DETECTED_OUTLIER_JACKKNIFE - AtlasOfLivingAustralia/ala-dataquality GitHub Wiki

This assertion (issue) is not supported in ALA pipelines processing, June 2021

Outlier information is supported in the fields:

  • outlierLayer - identifying a record as an outlier for a layer
  • outlierLayerCount - the record is identified as an outlier in this number of layers

These fields are available in the facet filtering. See this article for information on facet filtering: https://support.ala.org.au/en/support/solutions/articles/6000249564-how-to-use-facets-to-filter-ala-data


Name DETECTED_OUTLIER_JACKKNIFE
Code 38
Description The location is an outlier detected using reverse jack-knife algorithm
Severity/Verification/Metric Error
Failure implication Optionally exclude from mapping and other reports
Darwin Core Class Location
Darwin Core Fields decimalLongitude, decimalLatitude
New/Currently Supported New

References

Barnett, V. and T. Lewis 1979. Outliers in Statistical Data. John Wiley and Sons. p.365.

Chapman, A.D. 1999. Quality Control and Validation of Point-sourced Environmental Resource Data. in Lowell, K. and Jaton, A. eds. Spatial Accuracy assessment: Land information uncertainty in natural resources. Chelsea, MI: Ann Arbor Press. Explains the original algorithm.

Chapman, A.D. 2005. Principles and methods of Data Cleaning - Primary Species and Species-Occurrence Data, Version 1.0. Report for Global Biodiversity Information Facility, Copenhagen. Explains the updated algorithm.

Hijmans, R. Online. DIVA-GIS http://www.diva-gis.org/ The most refined implementation of the algorithm.


Implementation notes (algorithms)

This is a well established method originally developed in ERIN, but applied elsewhere.
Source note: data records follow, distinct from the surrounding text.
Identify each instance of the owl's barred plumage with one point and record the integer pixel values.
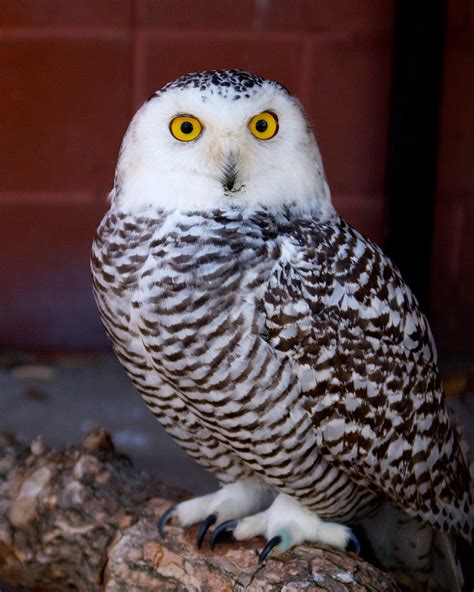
(272, 340)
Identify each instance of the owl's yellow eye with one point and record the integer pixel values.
(264, 126)
(185, 128)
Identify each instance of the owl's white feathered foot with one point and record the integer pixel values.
(287, 523)
(232, 501)
(247, 509)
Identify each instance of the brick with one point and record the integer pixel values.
(67, 102)
(452, 285)
(456, 149)
(350, 15)
(457, 15)
(273, 57)
(189, 14)
(364, 213)
(47, 298)
(347, 100)
(37, 13)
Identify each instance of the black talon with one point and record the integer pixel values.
(274, 542)
(353, 542)
(221, 529)
(164, 519)
(208, 522)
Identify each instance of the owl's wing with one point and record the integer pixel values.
(337, 306)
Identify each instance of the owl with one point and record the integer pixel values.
(278, 346)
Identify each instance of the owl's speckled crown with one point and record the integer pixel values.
(233, 84)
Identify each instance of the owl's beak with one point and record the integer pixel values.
(229, 172)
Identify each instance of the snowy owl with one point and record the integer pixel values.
(278, 346)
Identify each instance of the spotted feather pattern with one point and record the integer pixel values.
(274, 344)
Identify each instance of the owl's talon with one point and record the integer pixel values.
(271, 544)
(164, 519)
(222, 528)
(208, 522)
(353, 544)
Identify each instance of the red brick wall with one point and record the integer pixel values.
(73, 73)
(452, 302)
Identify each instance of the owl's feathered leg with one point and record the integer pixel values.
(233, 501)
(287, 523)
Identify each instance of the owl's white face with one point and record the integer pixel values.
(226, 164)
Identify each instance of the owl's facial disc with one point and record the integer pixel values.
(207, 141)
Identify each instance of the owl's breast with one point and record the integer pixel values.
(196, 301)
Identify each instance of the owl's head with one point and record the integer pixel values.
(220, 138)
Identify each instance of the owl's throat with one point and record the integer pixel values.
(229, 173)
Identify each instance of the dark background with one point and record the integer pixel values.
(73, 73)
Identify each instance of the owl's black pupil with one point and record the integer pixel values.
(187, 127)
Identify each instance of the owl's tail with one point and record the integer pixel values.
(418, 557)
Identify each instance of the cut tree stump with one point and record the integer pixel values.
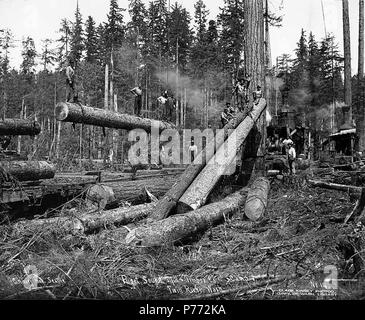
(169, 201)
(76, 113)
(179, 228)
(197, 193)
(29, 170)
(86, 223)
(19, 127)
(257, 197)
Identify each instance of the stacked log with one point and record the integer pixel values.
(170, 200)
(19, 127)
(76, 113)
(197, 193)
(179, 228)
(29, 170)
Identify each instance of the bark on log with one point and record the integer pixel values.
(87, 223)
(169, 201)
(76, 113)
(333, 186)
(179, 228)
(19, 127)
(134, 191)
(29, 170)
(197, 193)
(257, 197)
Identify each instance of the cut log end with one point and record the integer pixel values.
(257, 198)
(61, 111)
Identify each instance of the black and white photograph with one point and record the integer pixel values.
(182, 154)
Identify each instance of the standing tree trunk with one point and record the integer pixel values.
(360, 118)
(254, 50)
(347, 52)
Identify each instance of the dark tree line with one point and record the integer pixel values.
(160, 48)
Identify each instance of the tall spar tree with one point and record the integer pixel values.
(254, 53)
(347, 52)
(360, 116)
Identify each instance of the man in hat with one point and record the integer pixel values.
(137, 91)
(70, 80)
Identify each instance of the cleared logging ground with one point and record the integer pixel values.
(301, 234)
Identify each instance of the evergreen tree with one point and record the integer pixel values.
(138, 14)
(48, 56)
(180, 34)
(77, 39)
(231, 36)
(6, 43)
(331, 68)
(201, 16)
(91, 41)
(101, 50)
(313, 70)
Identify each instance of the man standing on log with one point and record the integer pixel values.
(137, 91)
(70, 80)
(193, 149)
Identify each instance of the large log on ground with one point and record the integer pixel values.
(169, 201)
(19, 127)
(29, 170)
(76, 113)
(179, 228)
(86, 223)
(197, 193)
(257, 197)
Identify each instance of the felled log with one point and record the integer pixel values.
(76, 113)
(257, 196)
(167, 203)
(197, 193)
(133, 191)
(19, 127)
(333, 186)
(178, 228)
(86, 223)
(29, 170)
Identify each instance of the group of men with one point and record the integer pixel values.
(291, 154)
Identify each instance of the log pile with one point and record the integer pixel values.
(76, 113)
(19, 127)
(169, 201)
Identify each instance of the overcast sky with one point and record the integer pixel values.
(40, 19)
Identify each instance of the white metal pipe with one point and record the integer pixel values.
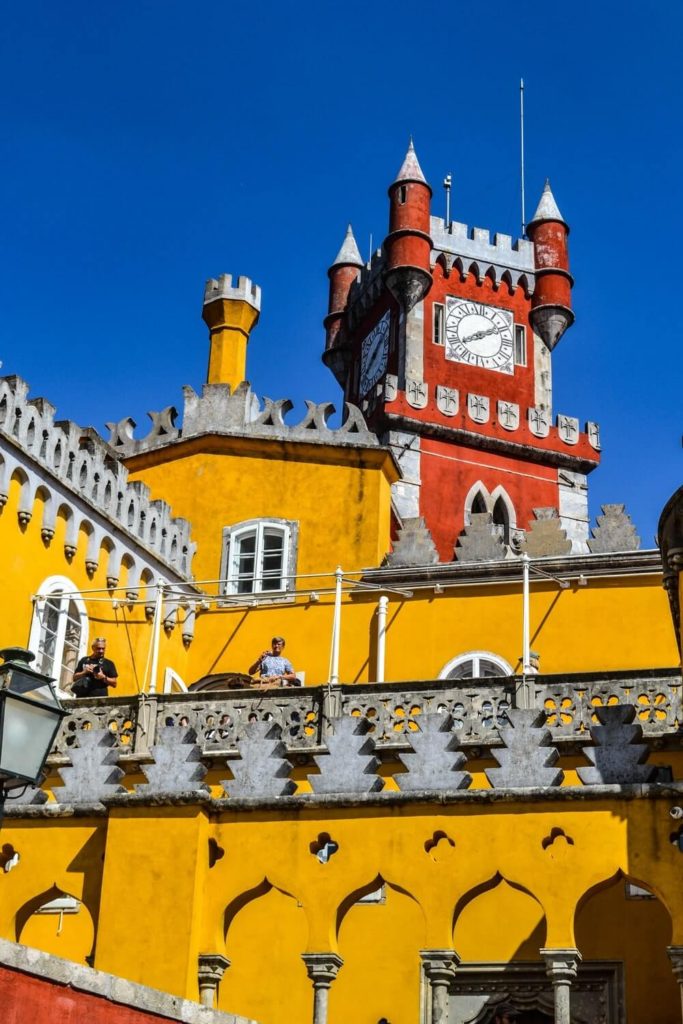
(336, 628)
(156, 627)
(526, 663)
(382, 608)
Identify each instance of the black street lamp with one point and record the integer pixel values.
(30, 717)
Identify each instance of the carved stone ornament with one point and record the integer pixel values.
(567, 427)
(478, 408)
(390, 387)
(446, 399)
(539, 422)
(508, 415)
(416, 393)
(593, 431)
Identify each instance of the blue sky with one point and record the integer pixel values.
(147, 145)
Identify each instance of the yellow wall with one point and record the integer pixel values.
(493, 887)
(29, 561)
(610, 624)
(339, 497)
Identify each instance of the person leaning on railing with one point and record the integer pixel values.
(94, 673)
(272, 668)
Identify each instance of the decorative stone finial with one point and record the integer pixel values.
(547, 208)
(410, 169)
(349, 254)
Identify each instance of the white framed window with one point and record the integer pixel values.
(59, 630)
(259, 557)
(438, 335)
(520, 345)
(475, 665)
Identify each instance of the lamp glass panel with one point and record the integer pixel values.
(32, 687)
(28, 733)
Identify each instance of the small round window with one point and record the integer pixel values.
(475, 665)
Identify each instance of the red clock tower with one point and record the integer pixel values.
(444, 341)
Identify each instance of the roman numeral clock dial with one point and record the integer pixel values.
(374, 352)
(478, 335)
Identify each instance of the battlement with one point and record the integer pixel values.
(472, 252)
(218, 410)
(222, 288)
(45, 454)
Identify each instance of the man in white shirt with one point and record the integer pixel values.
(272, 668)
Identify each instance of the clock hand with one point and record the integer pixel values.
(478, 335)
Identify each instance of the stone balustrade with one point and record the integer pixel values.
(478, 709)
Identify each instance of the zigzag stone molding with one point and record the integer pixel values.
(218, 410)
(74, 468)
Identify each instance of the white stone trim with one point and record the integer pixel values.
(66, 974)
(470, 655)
(53, 586)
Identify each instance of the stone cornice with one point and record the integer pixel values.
(295, 805)
(590, 566)
(295, 450)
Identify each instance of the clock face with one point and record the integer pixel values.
(478, 335)
(374, 353)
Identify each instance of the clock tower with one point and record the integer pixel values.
(443, 339)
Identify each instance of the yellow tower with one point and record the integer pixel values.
(230, 312)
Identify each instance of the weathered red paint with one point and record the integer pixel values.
(24, 997)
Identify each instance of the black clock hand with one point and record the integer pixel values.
(478, 335)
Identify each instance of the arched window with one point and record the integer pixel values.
(475, 665)
(259, 556)
(59, 630)
(502, 518)
(478, 503)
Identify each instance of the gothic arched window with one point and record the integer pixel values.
(59, 630)
(502, 518)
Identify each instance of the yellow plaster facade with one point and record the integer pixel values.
(497, 877)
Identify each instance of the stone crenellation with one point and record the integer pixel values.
(471, 251)
(75, 471)
(447, 402)
(219, 410)
(222, 288)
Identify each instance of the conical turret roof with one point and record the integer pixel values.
(349, 252)
(547, 208)
(410, 169)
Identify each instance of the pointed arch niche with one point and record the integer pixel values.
(616, 921)
(56, 923)
(497, 503)
(380, 929)
(266, 931)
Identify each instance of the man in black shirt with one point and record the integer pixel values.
(94, 673)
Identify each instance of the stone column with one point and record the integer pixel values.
(561, 968)
(676, 957)
(323, 969)
(212, 967)
(440, 966)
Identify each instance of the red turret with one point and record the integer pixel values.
(408, 246)
(551, 305)
(342, 273)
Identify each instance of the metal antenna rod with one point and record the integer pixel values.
(521, 151)
(447, 181)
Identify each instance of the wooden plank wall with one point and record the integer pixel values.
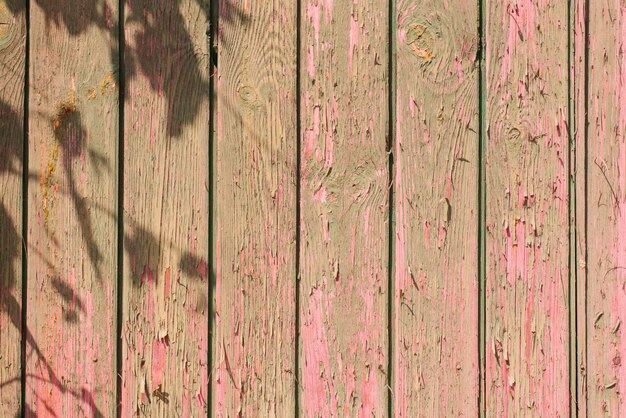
(12, 94)
(312, 208)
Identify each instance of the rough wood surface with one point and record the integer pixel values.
(165, 305)
(436, 165)
(527, 208)
(255, 201)
(344, 208)
(606, 211)
(578, 164)
(73, 124)
(12, 66)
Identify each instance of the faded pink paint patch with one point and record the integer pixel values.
(159, 360)
(353, 40)
(317, 382)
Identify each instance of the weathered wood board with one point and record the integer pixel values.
(527, 208)
(606, 211)
(12, 72)
(71, 283)
(361, 208)
(344, 243)
(254, 370)
(165, 306)
(436, 166)
(578, 205)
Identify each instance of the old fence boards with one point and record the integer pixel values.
(312, 207)
(72, 187)
(165, 274)
(344, 199)
(606, 211)
(254, 167)
(527, 208)
(436, 209)
(12, 71)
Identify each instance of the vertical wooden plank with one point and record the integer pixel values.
(165, 303)
(527, 215)
(606, 210)
(344, 208)
(255, 176)
(578, 111)
(436, 209)
(73, 124)
(12, 67)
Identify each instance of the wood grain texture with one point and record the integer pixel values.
(165, 305)
(12, 67)
(527, 208)
(73, 124)
(578, 164)
(436, 166)
(606, 211)
(344, 208)
(255, 225)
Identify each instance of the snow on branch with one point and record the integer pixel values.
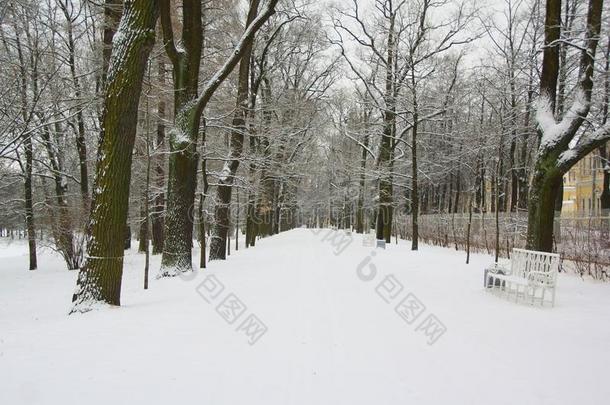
(588, 143)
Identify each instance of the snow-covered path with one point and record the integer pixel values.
(331, 337)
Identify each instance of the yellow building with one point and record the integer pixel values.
(582, 187)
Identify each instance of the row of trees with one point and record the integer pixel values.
(287, 114)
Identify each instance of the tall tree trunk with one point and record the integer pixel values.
(159, 203)
(81, 145)
(551, 163)
(385, 153)
(99, 280)
(414, 186)
(183, 158)
(362, 191)
(227, 179)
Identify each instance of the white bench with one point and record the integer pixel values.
(532, 274)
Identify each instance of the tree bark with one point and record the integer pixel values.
(551, 163)
(99, 280)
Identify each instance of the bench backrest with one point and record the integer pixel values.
(522, 262)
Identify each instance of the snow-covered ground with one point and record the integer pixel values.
(329, 336)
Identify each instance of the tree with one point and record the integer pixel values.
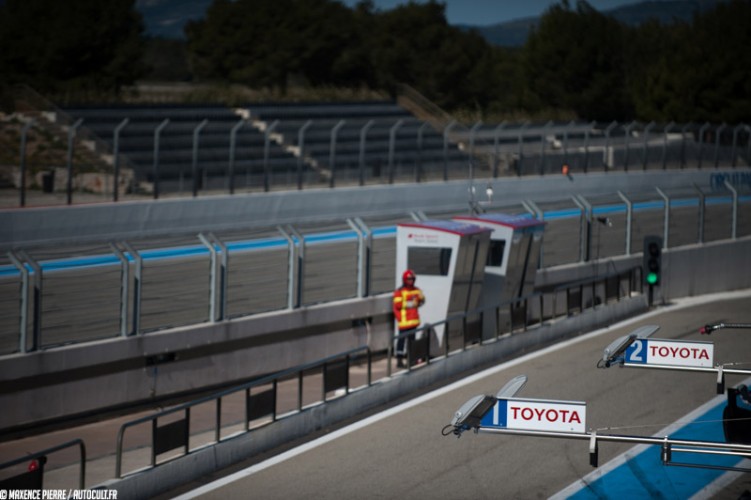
(575, 60)
(71, 46)
(694, 72)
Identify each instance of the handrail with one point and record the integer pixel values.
(272, 378)
(68, 444)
The Reverse Jackknife method is described by Chapman A.D. 2005. Principles and Methods of Data Cleaning - Primary Species and Species-Occurrence Data,(http://www.gbif.org/orc/?doc_id=1262) who mentions that it has proved extremely reliable in automatically identifying suspect records, with a high proportion (around 90%) of those identified as being suspect, proving to be true errors. The algorithm is summarised on page 51 of the report, and is is based on a method described by Barnett and Lewis (1978). The expression is represented thus:

https://github.com/AtlasOfLivingAustralia/ala-dataquality/tree/master/images/reverse-jackknife-expression.png

The threshold value curve has the formula t = (0.95 x sqrt(n))+0.2. The Diva implementation further adds t = t x range / 50.


The jackknife method works by first calculating the sample mean, standard deviation and range; and then steps through the sorted values comparing the distance to the mean of it and the next value. Where the distance to mean between values is above a threshold level then that sample value and those further away from the mean are flagged as outliers. An outlierness metric is also calculated for the sample value.

The algorithm is typically implemented using a set of species occurrence locations (decimalLongitude, decimalLatitude) and sample values derived from one or more environmental surface grids (e.g. climate surfaces, or latitude, longitude and elevation). Note that (i) duplicate species location coordinates are normally removed from the location dataset; and (ii) the method is only suited for use with continuous numerical environmental surface data which varies relatively gradually over geographic landscape; and is not suited to discrete or categorical environmental data.

Outlier metrics that can be derived are (i) the frequency of environmental surface grids for which the location was flagged as an outlier; and (ii) the outlierness metric.


There are a number of implementations of the algorithm, for example (i) Diva GIS http://www.diva-gis.org/, see source code example at http://www.diva-gis.org/node/111, and (ii) CRIA http://www.cria.org.br/~renato/temp/bg_report.html with source code at http://sourceforge.net/projects/gbif/files/Data%20Tester/0.2/

There are a number of differences in the two implementations of the algorithm:

Calculating Threshhold Value (t): CRIA calculates t using the expression as originally implemented: t = (0.95 x sqrt(n))+0.2. While, the Diva implementation further adds t = t x range / 50.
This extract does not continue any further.